A CKC WC/I/X JH/SH judge here:
Currently the rules for WC say the dog SHOULD deliver to hand. Failure to deliver to hand is classified as a minor fault. The way the rule book puts it, repeated minor faults accumulate to a moderate fault, and 2 or more moderate faults can be sufficient for elimination. So what does that mean? Try to get the dog to deliver to hand, but if it doesn't once or twice it should not mean a fail unless there are other problems. Failure to bring the bird back across the line is another matter--that is a serious fault and grounds for elimination.

On the line you can use your lead looped around the dog's neck for restraint. It should just be snug enough to keep the dog under control. Don't leave it so loose that pupster might wiggle her head around and break free, but don't have it so tight the dog is in a stranglehold. You are being observed for trainability qualities on the line, and sitting attentively until released is what is ideally desired from the dog. Unruly behaviour on the line would be a fault again. Take your time getting the dog set up on the line. Ensure the dog's spine is aligned with the first mark, remind them of the sit command again, and then signal for the bird. Once you signal you are not to speak again until you are released! Once the judges call dog or your number you are free to tell the dog sit again if necessary, get them refocused if they have looked away, cue them with "good" or whatever you use if they are looking in the right place, and send them. Now if the dog starts to act like a bucking bronco while the marks are going down, do what you need to do to get them settled, such as commanding sit. It will be a fault (poor line manners are another minor fault), but better that fault than the dog breaking free (going before sent is a moderate fault) or such. Once your dog has the bird you are free to to encourage the return with voice, hand and whistle signals in WC. But remember--no handling in WC--the dog must find the bird on their own. You can encourage them to keep working, but remember also that a dog that appears disinterested or gives up on his hunt is going to accumulate faults.

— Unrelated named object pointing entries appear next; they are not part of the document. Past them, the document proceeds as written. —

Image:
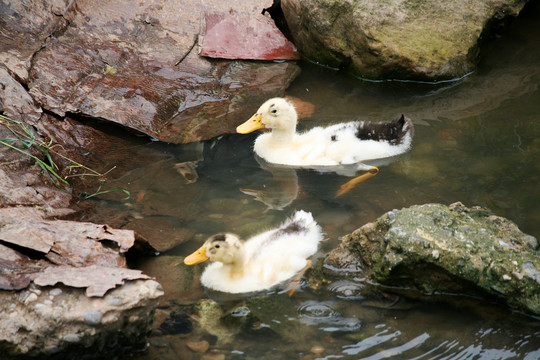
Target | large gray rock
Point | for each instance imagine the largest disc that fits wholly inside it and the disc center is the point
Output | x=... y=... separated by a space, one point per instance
x=63 y=322
x=421 y=40
x=438 y=249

As I put in this month's WC column in the Leaves, if you have not yet read the rulebook, read it and then read it again!!! Highlight it and make notes in the margin!! Remember that it is not the judges' responsibility to tell you what the rules are--it is your responsibility to have read and understood the rules, and to ask questions at the handler meeting if there is any clarification needed. If you do not have time to order a hard copy from the CKC you can get a digital copy in the members sections of the CKC website, if you are a CKC member.


----------